Issue de la collection des Contes des cœurs perdus, cette bande-dessinée raconte l’histoire de Tristan Tenebrae, vampire coincé depuis mille ans dans un corps d’enfant en proie à d’incommensurables angoisses. Du moins jusqu’à sa rencontre avec la famille Lux… Seconde histoire de vampire de la collection après Chaque jour Dracula, je dois avouer que ni l’histoire ni les illustrations n’ont su me convaincre.
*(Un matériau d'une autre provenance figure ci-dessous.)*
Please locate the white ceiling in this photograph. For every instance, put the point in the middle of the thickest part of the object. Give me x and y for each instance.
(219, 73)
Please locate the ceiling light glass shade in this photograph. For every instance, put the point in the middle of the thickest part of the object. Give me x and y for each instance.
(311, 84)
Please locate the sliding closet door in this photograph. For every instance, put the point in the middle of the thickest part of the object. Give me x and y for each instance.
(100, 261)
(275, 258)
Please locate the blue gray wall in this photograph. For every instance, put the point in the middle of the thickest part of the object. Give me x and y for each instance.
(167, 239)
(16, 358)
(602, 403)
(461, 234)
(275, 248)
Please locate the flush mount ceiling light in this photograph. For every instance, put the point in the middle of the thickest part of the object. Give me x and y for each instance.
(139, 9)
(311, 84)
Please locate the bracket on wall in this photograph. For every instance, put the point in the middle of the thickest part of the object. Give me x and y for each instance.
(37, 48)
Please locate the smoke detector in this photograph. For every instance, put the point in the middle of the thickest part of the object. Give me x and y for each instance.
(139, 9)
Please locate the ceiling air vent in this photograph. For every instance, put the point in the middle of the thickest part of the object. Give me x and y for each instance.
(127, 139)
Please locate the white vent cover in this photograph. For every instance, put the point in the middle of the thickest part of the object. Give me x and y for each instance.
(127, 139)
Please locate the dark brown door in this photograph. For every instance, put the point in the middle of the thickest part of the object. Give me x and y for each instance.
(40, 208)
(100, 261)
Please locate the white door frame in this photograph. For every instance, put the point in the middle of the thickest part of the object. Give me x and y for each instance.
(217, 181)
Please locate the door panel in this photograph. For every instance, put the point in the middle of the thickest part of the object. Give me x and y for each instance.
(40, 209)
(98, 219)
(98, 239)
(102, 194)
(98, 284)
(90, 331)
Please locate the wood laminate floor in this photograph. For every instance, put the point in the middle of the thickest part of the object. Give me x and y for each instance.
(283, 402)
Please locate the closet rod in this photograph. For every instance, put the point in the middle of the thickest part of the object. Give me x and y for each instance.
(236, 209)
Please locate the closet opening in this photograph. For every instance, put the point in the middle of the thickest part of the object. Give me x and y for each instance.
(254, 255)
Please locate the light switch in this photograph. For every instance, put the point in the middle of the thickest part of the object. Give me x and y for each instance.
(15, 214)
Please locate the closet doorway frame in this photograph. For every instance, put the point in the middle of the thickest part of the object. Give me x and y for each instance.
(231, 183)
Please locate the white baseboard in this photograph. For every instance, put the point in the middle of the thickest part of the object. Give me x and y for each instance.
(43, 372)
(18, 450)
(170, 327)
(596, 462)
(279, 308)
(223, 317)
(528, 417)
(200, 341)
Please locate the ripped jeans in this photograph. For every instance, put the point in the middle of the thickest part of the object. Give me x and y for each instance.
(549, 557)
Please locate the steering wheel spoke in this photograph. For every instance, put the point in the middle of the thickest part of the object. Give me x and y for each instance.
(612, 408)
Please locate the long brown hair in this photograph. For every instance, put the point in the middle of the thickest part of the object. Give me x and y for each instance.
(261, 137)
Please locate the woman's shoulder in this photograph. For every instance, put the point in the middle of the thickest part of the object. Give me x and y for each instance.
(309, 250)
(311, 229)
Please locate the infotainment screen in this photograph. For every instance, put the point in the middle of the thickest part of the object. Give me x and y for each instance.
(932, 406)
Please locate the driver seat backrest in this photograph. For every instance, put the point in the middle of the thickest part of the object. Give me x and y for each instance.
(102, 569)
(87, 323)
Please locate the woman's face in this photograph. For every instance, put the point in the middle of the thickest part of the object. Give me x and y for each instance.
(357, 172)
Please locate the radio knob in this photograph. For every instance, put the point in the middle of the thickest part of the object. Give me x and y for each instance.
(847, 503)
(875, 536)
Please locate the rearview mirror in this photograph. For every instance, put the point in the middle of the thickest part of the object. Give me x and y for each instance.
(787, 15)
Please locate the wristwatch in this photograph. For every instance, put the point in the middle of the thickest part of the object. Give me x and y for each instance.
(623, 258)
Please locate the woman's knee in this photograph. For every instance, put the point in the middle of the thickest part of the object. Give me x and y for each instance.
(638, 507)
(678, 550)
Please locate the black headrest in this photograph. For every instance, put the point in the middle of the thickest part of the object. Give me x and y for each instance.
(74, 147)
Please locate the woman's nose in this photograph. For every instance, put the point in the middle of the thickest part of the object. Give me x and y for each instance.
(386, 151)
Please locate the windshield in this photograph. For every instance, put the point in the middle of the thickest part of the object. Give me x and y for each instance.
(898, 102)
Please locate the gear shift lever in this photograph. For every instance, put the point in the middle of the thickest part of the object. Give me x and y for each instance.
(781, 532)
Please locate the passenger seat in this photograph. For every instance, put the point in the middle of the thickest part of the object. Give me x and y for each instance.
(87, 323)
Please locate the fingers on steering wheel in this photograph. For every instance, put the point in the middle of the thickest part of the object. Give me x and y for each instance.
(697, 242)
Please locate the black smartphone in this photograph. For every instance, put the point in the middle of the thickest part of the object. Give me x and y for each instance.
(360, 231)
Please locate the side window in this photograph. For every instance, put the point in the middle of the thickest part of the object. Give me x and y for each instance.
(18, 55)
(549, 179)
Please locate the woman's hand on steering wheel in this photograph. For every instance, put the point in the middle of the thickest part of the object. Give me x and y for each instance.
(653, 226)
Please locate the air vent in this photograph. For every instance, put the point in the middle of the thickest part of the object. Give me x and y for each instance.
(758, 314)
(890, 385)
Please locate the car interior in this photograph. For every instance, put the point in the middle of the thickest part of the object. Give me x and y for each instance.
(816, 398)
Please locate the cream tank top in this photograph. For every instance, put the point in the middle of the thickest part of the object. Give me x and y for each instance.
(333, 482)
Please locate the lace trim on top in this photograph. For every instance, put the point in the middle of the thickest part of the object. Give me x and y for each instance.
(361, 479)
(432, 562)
L’intrigue et la narration tout d’abord. Certes, les doutes, inquiétudes et autres terreurs de Tristan sont touchantes et bien rendues dans ce qu’elles ont d’oppressantes et d’abrutissantes. Certes, l’histoire est intelligente, racontant le stress, le confort des habitudes, la solitude, prônant la différence, les familles de cœur quand celles de sang sont défaillantes et la confiance en soi. Néanmoins, le déroulé de l’histoire est beaucoup trop facile, rapide et sans surprise, me faisant nettement ressentir que je ne suis pas forcément le premier public de cet ouvrage (j’avais eu le même sentiment avec Chaque jour Dracula d’ailleurs). De même, la morale finale m’a parue lourde, assénée d’un bon coup de marteau au cas-où elle nous aurait échappé. (De plus, j’étais lassée presque avant de la rencontre de cette énième famille fantasque.)
Quant aux illustrations, je leur reconnais des qualités également : elles sont riches en détails et en clins d’œil, incitant à prendre son temps pour les détailler. Cependant, le trait de Lionel Richerand que je découvre ici n’est tout simplement pas à mon goût, notamment au niveau des couleurs trop ternes et des visages, ce qui m’a plus d’une fois interpellée et sortie de ma lecture (la couverture ne mentait pas à ce niveau-là…).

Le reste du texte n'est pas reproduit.